The reason kids are rude is because their parents are generally also rude and disrespectful. They have not been taught to respect adults or authority figures. Some of them might be experiencing trauma of broken homes and are acting out- most are just rude. Blended families do not by themselves cause rude behaviour and nor does single parenthood. It's probably more to do with witnessing your mum screaming at some poor pensioner to fuck off because s/he has parked in a parent and child space, as we have seen numerous times on here.

multivac · 05/10/2017 13:38

I remember as a child in the 80s it wasn't uncommon for a child of unmarried parents to be referred to as a bastard

Our 12-year-olds were thrilled recently to discover they are "proper bastards" Grin

catkind · 05/10/2017 15:29

Lol that I'm the cause of all the problems because I think one punishment is unreasonable and that trust until proved otherwise should be the default position on toilet emergencies. My kids are terrified to put a foot wrong in school, that's why they'd be traumatised by an extreme punishment, and would soil themselves rather than go to the loo when told not to. I always back up school rules with them. That's why I'm keen for the rules to be as humane as possible. I may not be a teacher but half my family are and a number of friends. My family are not your problem kids.

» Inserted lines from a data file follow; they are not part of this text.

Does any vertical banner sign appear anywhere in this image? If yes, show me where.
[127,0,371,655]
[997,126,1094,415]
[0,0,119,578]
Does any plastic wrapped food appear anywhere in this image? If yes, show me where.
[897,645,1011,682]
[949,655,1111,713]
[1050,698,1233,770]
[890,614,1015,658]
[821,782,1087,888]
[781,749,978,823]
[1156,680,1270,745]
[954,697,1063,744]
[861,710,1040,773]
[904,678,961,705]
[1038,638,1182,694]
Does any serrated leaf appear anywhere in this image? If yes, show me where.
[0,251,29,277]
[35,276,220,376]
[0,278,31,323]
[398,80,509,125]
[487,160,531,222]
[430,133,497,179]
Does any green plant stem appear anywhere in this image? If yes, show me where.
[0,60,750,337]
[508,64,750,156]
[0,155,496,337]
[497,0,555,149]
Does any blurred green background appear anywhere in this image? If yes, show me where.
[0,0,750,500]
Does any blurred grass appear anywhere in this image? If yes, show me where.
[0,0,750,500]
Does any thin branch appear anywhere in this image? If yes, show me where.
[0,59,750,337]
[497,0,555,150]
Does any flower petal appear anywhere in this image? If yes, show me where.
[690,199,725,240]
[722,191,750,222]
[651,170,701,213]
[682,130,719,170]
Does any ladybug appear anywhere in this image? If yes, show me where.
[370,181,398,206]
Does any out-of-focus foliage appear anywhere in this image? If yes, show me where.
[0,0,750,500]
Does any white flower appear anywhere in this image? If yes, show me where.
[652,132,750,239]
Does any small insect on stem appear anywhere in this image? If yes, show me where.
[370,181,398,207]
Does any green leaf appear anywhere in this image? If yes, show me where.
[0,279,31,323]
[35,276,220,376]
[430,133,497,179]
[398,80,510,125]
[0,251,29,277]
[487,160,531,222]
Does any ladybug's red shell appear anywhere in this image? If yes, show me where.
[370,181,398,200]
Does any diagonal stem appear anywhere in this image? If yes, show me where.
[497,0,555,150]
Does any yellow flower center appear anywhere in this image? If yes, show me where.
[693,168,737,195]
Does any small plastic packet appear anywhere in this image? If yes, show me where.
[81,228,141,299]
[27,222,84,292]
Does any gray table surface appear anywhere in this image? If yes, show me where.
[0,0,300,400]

user1485342611 · 05/10/2017 15:31

Definitely it comes back to the parents, the majority of times. Either parents who are abusive, aggressive, and foul mouthed or parents who jump to their children's defence the minute anyone criticises them.

The child of the former type of parents knows no better because that's what they witness in their day to day life. The child of the latter type knows they're out of order but also knows there'll be no consequences because their parents will defend them, make excuses or outright deny that their perfect child would behave like that.

Pengggwn · 05/10/2017 15:32

This reply has been deleted

Message withdrawn at poster's request.

Mittens1969 · 05/10/2017 15:57

@Pengggwn, obviously yes, and I did use to say to DD1 that she needed to go in her own time, but she took a long time to learn that. But the issues with her wetting or soiling herself have now thankfully stopped so it’s no longer something I’m concerned about.

Lm9004 · 05/10/2017 15:59

Pengggwn

Exactly. They need the toilet because they haven't been at break and lunch. I feel my policy is fair, if I suspect a period or they have a medical problem I let them go.

Catkind

You are entitled to your opinion.

I decided to speak to the boys parent regarding the toilet issue and she was mortified at the language and agreed he should go at break and lunch. Incidentally not all children are abusive. I refused a girl this afternoon and she said " Sorry Miss LM I know it's not allowed and I should have gone at lunch" and sat back down.